Covid- Dusk obviously benefited from more people staying at home being perfectly placed with home fragrance products. It does give me some confidence that while sales are down from their 2021 peak they are still quite strong and a lot higher they their pre-covid levels. Going into a downturn the million-dollar question for Dusk is how deep will sales drop and how fast will they recover if ever they do. Will they recover to a pre-COVID level or a 2022/23 level? Both are very possible outcomes, but drastically different outcomes for investors.
Margins- You can see from the operating leverage within the business that margins are volatile. Once Dusk does recover from the downturn where will margins revert to? I think 2021/22 were anomalies. As of FY23, they have still been able to maintain margins higher than pre covid levels. Forecasting 3% and 10% margins will give you drastically different outcomes and I think something in-between there is the sweet spot, but there is a wide range of outcomes.
Valuation
Valuation is a dark art at the best of times let alone a situation like this.

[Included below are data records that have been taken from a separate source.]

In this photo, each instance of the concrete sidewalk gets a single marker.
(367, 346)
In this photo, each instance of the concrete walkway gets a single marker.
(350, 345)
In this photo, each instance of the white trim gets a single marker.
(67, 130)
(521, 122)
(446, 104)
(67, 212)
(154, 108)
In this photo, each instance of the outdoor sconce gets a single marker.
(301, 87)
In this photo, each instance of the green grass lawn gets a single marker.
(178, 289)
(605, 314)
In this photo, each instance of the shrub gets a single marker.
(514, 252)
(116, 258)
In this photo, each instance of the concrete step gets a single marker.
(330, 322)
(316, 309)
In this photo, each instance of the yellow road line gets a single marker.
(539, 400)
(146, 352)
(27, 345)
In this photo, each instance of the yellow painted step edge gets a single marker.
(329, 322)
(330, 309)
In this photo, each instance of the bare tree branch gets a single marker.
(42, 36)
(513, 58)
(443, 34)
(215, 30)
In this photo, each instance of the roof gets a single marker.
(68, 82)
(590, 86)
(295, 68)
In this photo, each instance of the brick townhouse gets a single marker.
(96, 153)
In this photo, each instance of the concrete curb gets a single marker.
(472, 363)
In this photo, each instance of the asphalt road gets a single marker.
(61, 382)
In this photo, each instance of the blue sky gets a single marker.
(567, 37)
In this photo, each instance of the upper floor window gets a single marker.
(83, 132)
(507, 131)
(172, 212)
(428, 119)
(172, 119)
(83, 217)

Assumptions for store growth, SSS and the cost base can be seen in blue
Note: This model is very much far from perfect
All assumptions are in blue
The chart below shows forecasts next to historical numbers
I think this is a likely scenario for Dusk, in which I say with no confidence. FY23 is pretty much done and the forecast is pretty much guidance. But I Assumed store growth to continue in the mid-single digits and add maybe ~15 stores in the next 4 years. SSS I assumed to recover to about the 2022 levels in 2027 to about $950k which inflation-adjusted will be lower than 2022 levels of $960k, but still higher than FY19 levels of $812k.
I assumed fixed costs/ store to grow at about 2%, which would be in line with some sort of inflation, I don’t think retail rents will increase too much given the lower occupancy and likely mean reversion of Interest rates to 3-4%. This model is very delicate if you change the 2% assumptions to 4% 2027 profit would be $3.3m (1.9%) compared to $13m (7.5%)!!!!!!!!!!!
I don’t think specific valuations are great for a company like Dusk given the distribution of outcomes is likely to be very drastic depending on how the future plays out. I could very much see a future where Dusk is a $200m or a $20m business. Both are decently likely.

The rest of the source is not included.